There’s no shortage of factors that drive drivers to repair their cars rather than trade them in.
One is the average age of a vehicle in the US that is over 12 years. Cars that old need a lot of maintenance, especially as a wider reopening means more drivers returning to work, dropping off and picking up kids from school, and just being more socially involved.
And falling gas prices are making it more affordable to hit the road. Demand has fallen in recent years and is still declining despite a return to a pre-pandemic way of life.
Then add those pesky kinks in the auto supply chain. Many bottlenecks have reduced, but there are still many bottlenecks. Consequently, buying a new vehicle can require both patience and deep pockets: The average price According to the Kelly Blue Book, the cost of a new vehicle in the United States is almost $50,000 – about two-thirds of the median annual household income. Used car prices have skyrocketed during the Covid-19 crisis and are still high. Last summer, the average price was $33,000, Autoweek, a car magazine, reported.
So it’s no wonder why many Americans choose to repair their cars — and auto parts dealers’ stocks
AutoZone
(Ticker: AZO) and
O’Reilly Automotive
(ORLY) reflect that fix-it mentality: Both stocks are up well over 20% over the past year. In comparison, the S&P 500 fell almost 11%.
The exception is Advance Auto Parts (AAP).
Advance Auto has plummeted nearly 43% over the past year. The underperformance goes back even further: The stock is up just 6% over the past five years, while AutoZone and O’Reilly are up more than 250%.
The reason for Advance Auto’s lackluster problem is a trend reversal that started years ago and still isn’t taking hold. The company’s acquisitions of Carquest and Worldpac, made almost a decade ago, did not prove to be smooth integrations and hampered operations. Margins lag far behind the competition. And in the past, even bulls have pointed out that management has been slow to implement changes needed to close the gap and improve other areas of the company.
All of the stumbling blocks have resulted in a string of disappointing quarters — and Advance Auto hasn’t even benefited as much from the broader macro tailwinds that are benefiting the industry.

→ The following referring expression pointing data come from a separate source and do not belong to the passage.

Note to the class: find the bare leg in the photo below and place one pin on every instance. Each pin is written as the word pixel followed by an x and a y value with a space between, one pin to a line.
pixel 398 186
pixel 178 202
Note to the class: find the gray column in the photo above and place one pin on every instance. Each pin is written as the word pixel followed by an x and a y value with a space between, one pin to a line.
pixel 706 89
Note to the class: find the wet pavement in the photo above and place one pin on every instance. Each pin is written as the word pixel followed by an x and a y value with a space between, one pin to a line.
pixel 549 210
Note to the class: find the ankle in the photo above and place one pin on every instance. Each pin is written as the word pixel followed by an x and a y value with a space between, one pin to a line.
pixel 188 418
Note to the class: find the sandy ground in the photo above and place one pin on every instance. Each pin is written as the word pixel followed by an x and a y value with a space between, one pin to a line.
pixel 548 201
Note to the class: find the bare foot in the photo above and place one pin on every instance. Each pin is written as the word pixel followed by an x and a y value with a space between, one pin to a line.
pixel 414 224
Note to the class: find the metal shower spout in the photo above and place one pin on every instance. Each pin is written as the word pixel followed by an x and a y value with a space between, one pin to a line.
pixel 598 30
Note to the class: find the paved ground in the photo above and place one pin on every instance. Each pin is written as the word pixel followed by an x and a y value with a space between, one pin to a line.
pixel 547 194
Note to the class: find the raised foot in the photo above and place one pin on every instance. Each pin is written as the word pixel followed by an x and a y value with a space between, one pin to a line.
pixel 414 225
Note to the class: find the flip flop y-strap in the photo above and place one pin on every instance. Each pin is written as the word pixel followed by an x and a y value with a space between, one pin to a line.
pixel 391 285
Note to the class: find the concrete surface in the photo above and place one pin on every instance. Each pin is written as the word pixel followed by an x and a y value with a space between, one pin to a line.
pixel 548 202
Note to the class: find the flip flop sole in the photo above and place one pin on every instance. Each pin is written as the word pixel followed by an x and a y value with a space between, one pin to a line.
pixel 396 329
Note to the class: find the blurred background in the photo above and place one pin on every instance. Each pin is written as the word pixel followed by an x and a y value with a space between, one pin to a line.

The latest results, reported in late February, were surprisingly better, but investors are clearly not convinced the company can repeat those numbers: Advance Auto’s shares fell for days after the report, hitting lows seen since summer 2020 were no longer achieved.
All of the missteps have left many analysts on the sidelines, although there was a bear on Friday
Barclays
upgraded the shares from underweight to equal weight. Still, he lowered his price target to $129 from $140.
Now, according to Wall Street, there is only one sell rating
fact set
,
but as its equal-weight rating suggests, Barclays isn’t banging investors on the table to buy the stock, even at its depressed levels. More than 70% of the 24 analysts covering Advance Auto have a hold rating or equivalent, while six are bullish — the fewest in at least five years.
Barron’s Auto Parts Store Referrals were profitable, although Advance Auto failed to deliver the uptrend it was hoping for. Certainly, at less than 11 times forward earnings, the shares still remain cheap.
Nonetheless, investors understandably want more evidence that the company’s transformation is really underway before they jump in. A few more reports like the better-than-expected fourth quarter would go a long way in proving the company is back on track.
At this point, Advance Auto remains a show-me story. Still, shareholders may have less patience for a long-winded story when their peers repeatedly outperform the stock.